Presso la Scuola della Trinità realizzò le Storie della Genesi (circa 1550), dove l’attenzione e lo studio del paesaggio denunciano un approfondimento compositivo, inteso sempre come prospettiva e dinamicità. Negli anni successivi lavora inoltre per la Scuola del Santissimo Sacramento (Discesa di Cristo al Limbo e la Crocefissione) e per la Chiesa della Madonna dell’Orto (Giudizio Universale e l’Adorazione del vitello d’oro).
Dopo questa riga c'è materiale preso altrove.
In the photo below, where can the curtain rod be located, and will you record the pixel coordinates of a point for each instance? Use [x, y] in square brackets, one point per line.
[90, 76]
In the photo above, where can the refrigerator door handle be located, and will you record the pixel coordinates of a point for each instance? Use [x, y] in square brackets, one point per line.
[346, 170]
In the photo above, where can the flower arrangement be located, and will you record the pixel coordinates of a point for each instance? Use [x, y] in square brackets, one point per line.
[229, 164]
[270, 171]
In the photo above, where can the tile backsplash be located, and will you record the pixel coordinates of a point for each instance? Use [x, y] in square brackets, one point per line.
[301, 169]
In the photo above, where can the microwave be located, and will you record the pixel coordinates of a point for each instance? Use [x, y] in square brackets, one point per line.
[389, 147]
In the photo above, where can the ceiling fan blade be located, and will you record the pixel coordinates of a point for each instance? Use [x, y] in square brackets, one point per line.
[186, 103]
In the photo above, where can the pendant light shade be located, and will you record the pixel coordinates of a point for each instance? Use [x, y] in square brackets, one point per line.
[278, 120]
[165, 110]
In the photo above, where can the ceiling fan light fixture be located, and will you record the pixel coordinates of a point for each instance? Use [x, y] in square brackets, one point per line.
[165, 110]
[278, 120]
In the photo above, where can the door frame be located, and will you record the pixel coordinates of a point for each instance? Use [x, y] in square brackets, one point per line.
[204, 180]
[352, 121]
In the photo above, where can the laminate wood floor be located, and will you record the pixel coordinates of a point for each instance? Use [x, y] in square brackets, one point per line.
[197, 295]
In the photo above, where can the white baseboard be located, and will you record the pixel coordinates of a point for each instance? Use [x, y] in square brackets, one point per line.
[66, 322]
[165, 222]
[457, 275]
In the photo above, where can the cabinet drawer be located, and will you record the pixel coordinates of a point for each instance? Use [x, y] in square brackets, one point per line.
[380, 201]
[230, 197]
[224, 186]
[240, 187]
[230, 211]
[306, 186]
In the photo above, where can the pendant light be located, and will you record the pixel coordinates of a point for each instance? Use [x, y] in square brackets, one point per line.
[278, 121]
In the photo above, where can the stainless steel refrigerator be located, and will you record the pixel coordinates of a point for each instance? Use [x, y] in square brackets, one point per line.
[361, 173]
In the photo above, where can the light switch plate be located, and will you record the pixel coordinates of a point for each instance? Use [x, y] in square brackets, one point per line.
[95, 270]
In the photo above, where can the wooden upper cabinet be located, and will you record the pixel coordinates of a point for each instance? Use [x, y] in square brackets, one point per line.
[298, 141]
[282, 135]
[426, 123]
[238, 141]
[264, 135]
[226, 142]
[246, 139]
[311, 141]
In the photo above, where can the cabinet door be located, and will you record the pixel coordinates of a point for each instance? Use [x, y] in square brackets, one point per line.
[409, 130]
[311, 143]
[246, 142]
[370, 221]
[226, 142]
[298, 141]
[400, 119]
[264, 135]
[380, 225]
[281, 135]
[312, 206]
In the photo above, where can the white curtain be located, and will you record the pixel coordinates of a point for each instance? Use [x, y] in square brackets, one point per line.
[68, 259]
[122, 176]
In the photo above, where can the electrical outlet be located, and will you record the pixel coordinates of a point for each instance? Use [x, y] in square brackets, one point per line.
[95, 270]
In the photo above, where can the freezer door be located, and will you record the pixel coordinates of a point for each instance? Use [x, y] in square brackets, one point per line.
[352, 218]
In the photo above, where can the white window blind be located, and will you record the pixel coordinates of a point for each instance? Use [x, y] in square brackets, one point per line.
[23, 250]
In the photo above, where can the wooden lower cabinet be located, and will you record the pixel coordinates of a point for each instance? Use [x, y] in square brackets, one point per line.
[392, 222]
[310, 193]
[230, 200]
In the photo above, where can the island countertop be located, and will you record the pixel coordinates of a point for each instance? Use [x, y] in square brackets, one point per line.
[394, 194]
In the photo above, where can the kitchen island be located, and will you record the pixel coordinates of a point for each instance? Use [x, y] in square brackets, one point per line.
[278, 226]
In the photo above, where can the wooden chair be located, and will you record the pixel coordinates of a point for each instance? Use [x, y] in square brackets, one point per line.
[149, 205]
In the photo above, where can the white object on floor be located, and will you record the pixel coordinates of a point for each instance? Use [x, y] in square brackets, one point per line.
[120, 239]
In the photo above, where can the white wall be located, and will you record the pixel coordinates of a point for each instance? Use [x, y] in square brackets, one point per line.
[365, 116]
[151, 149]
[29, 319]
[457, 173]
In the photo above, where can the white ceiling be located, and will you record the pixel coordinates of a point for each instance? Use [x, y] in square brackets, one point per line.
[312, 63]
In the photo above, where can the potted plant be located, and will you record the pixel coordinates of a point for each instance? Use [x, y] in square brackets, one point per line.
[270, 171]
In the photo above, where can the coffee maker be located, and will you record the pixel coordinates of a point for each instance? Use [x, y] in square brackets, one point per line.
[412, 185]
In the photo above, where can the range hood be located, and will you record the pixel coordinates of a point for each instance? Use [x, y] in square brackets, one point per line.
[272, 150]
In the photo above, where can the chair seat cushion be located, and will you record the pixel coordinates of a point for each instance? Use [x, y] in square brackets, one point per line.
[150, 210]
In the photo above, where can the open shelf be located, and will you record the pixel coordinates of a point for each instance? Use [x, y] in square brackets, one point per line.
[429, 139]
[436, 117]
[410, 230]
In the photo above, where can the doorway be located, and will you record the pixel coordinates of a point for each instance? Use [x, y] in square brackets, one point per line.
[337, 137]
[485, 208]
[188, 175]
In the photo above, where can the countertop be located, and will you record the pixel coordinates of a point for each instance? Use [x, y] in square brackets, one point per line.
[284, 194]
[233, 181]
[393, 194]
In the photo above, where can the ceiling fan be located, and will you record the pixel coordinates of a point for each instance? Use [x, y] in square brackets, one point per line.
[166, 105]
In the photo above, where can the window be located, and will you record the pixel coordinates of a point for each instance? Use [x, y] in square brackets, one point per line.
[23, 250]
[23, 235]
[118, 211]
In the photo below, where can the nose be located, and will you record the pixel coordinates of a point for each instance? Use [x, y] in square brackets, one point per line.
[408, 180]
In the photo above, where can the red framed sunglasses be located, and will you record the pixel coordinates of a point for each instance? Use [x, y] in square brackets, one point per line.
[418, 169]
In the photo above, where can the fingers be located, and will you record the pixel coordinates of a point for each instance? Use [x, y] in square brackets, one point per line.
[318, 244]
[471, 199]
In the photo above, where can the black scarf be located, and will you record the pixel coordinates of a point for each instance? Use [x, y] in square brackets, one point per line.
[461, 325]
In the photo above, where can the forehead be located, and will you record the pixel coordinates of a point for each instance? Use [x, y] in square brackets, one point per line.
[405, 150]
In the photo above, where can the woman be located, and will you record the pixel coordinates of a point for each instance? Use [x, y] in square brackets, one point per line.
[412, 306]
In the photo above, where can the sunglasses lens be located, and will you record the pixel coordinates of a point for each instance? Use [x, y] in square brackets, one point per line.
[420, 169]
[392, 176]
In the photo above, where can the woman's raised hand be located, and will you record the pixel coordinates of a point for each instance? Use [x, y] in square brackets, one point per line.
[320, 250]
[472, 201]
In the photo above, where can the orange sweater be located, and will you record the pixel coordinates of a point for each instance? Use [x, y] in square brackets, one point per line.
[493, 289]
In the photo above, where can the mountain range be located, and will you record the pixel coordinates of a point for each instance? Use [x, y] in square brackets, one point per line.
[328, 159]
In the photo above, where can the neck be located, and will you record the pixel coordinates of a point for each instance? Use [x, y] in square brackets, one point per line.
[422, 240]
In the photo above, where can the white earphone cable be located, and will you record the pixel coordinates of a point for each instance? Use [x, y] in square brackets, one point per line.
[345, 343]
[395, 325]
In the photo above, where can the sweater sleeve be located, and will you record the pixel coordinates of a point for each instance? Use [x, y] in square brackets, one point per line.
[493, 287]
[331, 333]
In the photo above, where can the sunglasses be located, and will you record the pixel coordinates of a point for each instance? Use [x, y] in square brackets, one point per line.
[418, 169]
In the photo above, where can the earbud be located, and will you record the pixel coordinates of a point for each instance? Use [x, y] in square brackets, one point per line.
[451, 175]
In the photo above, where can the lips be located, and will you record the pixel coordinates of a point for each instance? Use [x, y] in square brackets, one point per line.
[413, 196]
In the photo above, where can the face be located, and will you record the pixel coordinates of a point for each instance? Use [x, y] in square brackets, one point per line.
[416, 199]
Al 1556 risale la celebre tela “Susanna e i vecchioni” (Vienna, Kunsthistorisches Museum) che rappresenta Susanna in uno scenario idilliaco, ma nel momento meno tragico della vicenda. I vecchioni sono sistemati lateralmente, in ombra, mentre la luce tocca con delicatezza il corpo della giovane seduta serenamente sull’erba, ricordando per l’eleganza alcune opere di Tiziano.
Successivamente, ottenne inoltre importanti commissioni, quali una rievocazione della Battaglia di Lepanto per il Doge e la decorazione della Libreria Sansoviniana, con le cinque tele dei Filosofi. A Palazzo Ducale, inoltre, decorò la Sala delle Quattro Porte, realizzando per il soffitto le personificazioni di Venezia e i suoi possedimenti.
Attorno al 1593 creò per la Basilica di San Giorgio Maggiore gli Ebrei nel deserto e la caduta della manna, “l’Ultima cena” e “la Deposizione nel sepolcro”. Morì nell’anno successivo, il 1594.
Nella vita privata ebbe una figlia illegittima e prediletta, Marietta Robusti detta “Tintoretta”, pittrice di talento come lui. Per evitare che la figlia venisse distratta dalle corti estere, Tintoretto la diede in moglie all’orefice veneziano Marco Augusta. Tintoretto vide, nel 1590, morire Marietta, la sua prediletta, a soli trentasei anni.
Dal suo matrimonio con Faustina Episcopi ebbe 7 figli; Domenico (1560 – maggio 1635), fu l’unico a portare avanti la bottega paterna a discapito della propria vita privata: amante della letteratura, dovette farsi carico del mantenimento della madre e delle sorelle. La bottega, sotto la sua guida, perse il prestigio che aveva con il padre.
Nel 1639, quattro anni dopo la morte di Domenico, il suo collaboratore Marco Casser sposò la sorella di Domenico, Ottavia Robusti, ormai più che ottantenne, tentando inutilmente di risollevare le sorti della bottega.
Del figlio Giovan Battista si conosce molto poco, probabilmente morì in giovane età; Marco (12 marzo 1563 – ottobre 1637) divenne attore, contro il volere della famiglia. Perina (1562-1646) e Ottavia scelsero la vita del convento di Sant’Anna, a Venezia; anche delle altre due figlie, Altura e Laura, non si sa molto.
Tintoretto trattò i figli e le figlie con pari dignità, cercando di lasciar loro di che vivere: nella richiesta per la senseria del 1572 fece il nome dei maschi come quello delle femmine e nel testamento nominò tutti loro come suoi eredi.